In this case, 18F-FDG PET/CT clearly revealed the site of the inflammatory process, and then we got the pathological diagnosis by TBNA. Previously, only a few case reports have been published concerning the usefulness of FDG PET in the diagnosis of relapsing polychondritis.1–3 However, this is the first case reported using TBNA technique for obtaining the sample of tracheal cartilage. These findings suggest that 18F-FDG PET/CT is a useful radiological tool to assess the early respiratory involvement of relapsing polychondritis.

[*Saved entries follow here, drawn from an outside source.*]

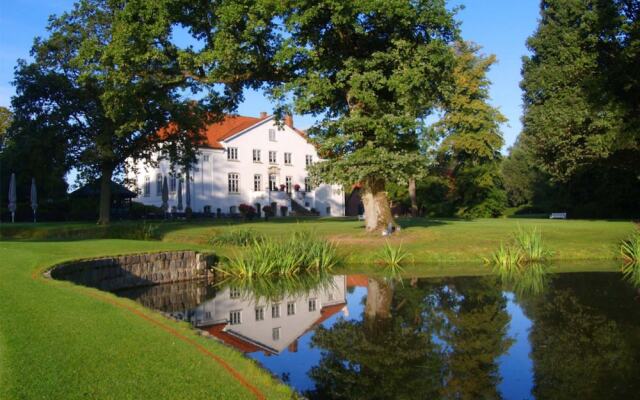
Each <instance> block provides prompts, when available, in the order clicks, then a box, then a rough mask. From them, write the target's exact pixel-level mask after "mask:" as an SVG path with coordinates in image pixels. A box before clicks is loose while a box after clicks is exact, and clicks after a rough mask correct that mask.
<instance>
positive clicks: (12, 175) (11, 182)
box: [9, 173, 17, 222]
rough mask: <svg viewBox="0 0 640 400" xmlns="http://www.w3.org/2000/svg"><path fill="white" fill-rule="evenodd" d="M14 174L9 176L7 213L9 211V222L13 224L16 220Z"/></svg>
mask: <svg viewBox="0 0 640 400" xmlns="http://www.w3.org/2000/svg"><path fill="white" fill-rule="evenodd" d="M16 207H17V198H16V174H15V173H12V174H11V180H10V181H9V211H11V222H15V219H16Z"/></svg>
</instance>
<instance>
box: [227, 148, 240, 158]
mask: <svg viewBox="0 0 640 400" xmlns="http://www.w3.org/2000/svg"><path fill="white" fill-rule="evenodd" d="M227 160H229V161H237V160H238V148H237V147H229V148H227Z"/></svg>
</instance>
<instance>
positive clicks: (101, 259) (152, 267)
mask: <svg viewBox="0 0 640 400" xmlns="http://www.w3.org/2000/svg"><path fill="white" fill-rule="evenodd" d="M213 261H214V256H212V255H206V254H200V253H196V252H195V251H173V252H162V253H148V254H134V255H127V256H116V257H105V258H96V259H87V260H79V261H72V262H69V263H65V264H61V265H58V266H56V267H55V268H53V269H52V270H51V272H50V274H51V277H52V278H54V279H62V280H68V281H72V282H74V283H78V284H81V285H85V286H91V287H96V288H99V289H101V290H118V289H126V288H133V287H139V286H147V285H154V284H159V283H171V282H180V281H188V280H193V279H211V280H213V275H214V274H213V271H212V269H211V266H212V265H213V264H214V262H213Z"/></svg>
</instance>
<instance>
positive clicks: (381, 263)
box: [378, 241, 411, 269]
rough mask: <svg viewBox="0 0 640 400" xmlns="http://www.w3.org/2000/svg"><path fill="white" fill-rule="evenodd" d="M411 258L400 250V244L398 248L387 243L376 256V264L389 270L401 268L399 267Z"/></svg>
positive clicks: (407, 252)
mask: <svg viewBox="0 0 640 400" xmlns="http://www.w3.org/2000/svg"><path fill="white" fill-rule="evenodd" d="M409 257H411V254H410V253H408V252H407V251H405V250H404V249H403V248H402V243H400V244H399V245H398V247H393V246H392V245H391V243H389V241H387V242H386V243H385V245H384V247H383V248H382V250H381V251H380V253H379V255H378V262H379V263H381V264H384V265H386V266H387V267H390V268H396V269H398V268H401V265H402V264H403V263H404V262H405V260H407V259H408V258H409Z"/></svg>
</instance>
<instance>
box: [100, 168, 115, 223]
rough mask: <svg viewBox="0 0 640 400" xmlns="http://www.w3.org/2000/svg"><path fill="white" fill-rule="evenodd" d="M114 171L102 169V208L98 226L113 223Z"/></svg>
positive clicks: (100, 208)
mask: <svg viewBox="0 0 640 400" xmlns="http://www.w3.org/2000/svg"><path fill="white" fill-rule="evenodd" d="M112 175H113V170H112V169H111V168H109V167H103V168H102V176H101V177H100V208H99V215H98V225H108V224H109V222H110V221H111V177H112Z"/></svg>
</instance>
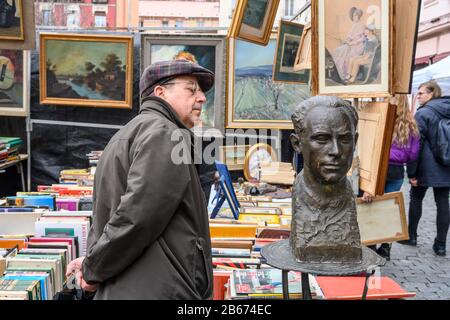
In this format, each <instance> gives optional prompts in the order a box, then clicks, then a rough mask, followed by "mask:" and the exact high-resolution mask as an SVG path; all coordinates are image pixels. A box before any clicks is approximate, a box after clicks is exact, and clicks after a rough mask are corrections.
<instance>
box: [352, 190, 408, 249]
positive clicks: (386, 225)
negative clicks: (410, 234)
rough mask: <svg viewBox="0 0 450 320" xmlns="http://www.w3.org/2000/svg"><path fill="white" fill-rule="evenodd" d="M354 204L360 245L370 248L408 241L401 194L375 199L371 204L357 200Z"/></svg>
mask: <svg viewBox="0 0 450 320" xmlns="http://www.w3.org/2000/svg"><path fill="white" fill-rule="evenodd" d="M356 203H357V207H356V211H357V212H358V225H359V230H360V232H361V243H362V244H364V245H366V246H370V245H374V244H377V243H389V242H394V241H400V240H407V239H409V234H408V224H407V222H406V212H405V203H404V200H403V193H402V192H393V193H386V194H385V195H383V196H379V197H375V198H374V199H373V202H372V203H365V202H364V201H363V200H362V199H361V198H358V199H357V201H356Z"/></svg>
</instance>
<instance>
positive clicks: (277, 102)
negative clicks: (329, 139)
mask: <svg viewBox="0 0 450 320" xmlns="http://www.w3.org/2000/svg"><path fill="white" fill-rule="evenodd" d="M275 37H276V35H275V34H273V36H272V37H271V39H270V41H269V43H268V45H267V46H266V47H261V46H258V45H256V44H252V43H249V42H246V41H243V40H236V39H233V38H230V39H228V60H227V101H226V102H227V103H226V128H234V129H236V128H254V129H286V130H292V129H293V125H292V120H291V115H292V113H293V112H294V110H295V107H297V105H298V104H299V103H300V102H301V101H303V100H306V99H308V98H310V97H311V92H310V89H309V86H308V85H299V84H291V83H274V82H273V81H272V73H273V57H274V55H275V50H276V39H275ZM248 90H250V91H252V92H255V96H254V98H253V99H245V98H244V99H240V98H239V97H241V96H242V97H245V96H246V95H245V94H244V91H245V92H247V91H248ZM250 104H252V105H250Z"/></svg>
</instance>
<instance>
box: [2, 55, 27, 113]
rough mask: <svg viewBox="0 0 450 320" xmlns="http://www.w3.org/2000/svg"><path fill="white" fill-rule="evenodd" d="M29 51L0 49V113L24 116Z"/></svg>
mask: <svg viewBox="0 0 450 320" xmlns="http://www.w3.org/2000/svg"><path fill="white" fill-rule="evenodd" d="M28 58H29V51H21V50H6V49H5V50H0V70H1V73H0V115H6V116H26V115H27V111H28V104H29V101H28V98H27V97H28V92H27V91H28V90H25V89H24V83H25V84H26V83H28V81H29V79H28V70H29V68H28V63H29V61H28V60H27V59H28Z"/></svg>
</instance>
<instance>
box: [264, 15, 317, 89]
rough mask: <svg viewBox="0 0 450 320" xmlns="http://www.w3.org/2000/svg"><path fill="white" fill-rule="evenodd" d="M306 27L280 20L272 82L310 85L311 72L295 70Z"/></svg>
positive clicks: (300, 25) (278, 28) (297, 24)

1. Nishiyama Y, Yamamoto Y, Dobashi H, Kameda T, Satoh K, Ohkawa M. [18F]Fluorodeoxyglucose positron emission tomography imaging in a case of relapsing polychondritis. J Comput Assist Tomogr 2007; 31: 381-383.
2. De Geeter F, Vandecasteele SJ. Fluorodeoxyglucose PET in relapsing polychondritis. N Engl J Med 2008; 358: 536-537.
3. Sato M, Hiyama T, Abe T, Ito Y, Yamaguchi S, Uchiumi K, et al. F-18 FDG PET/CT in relapsing polychondritis. Ann Nucl Med 2010; 24: 687-690.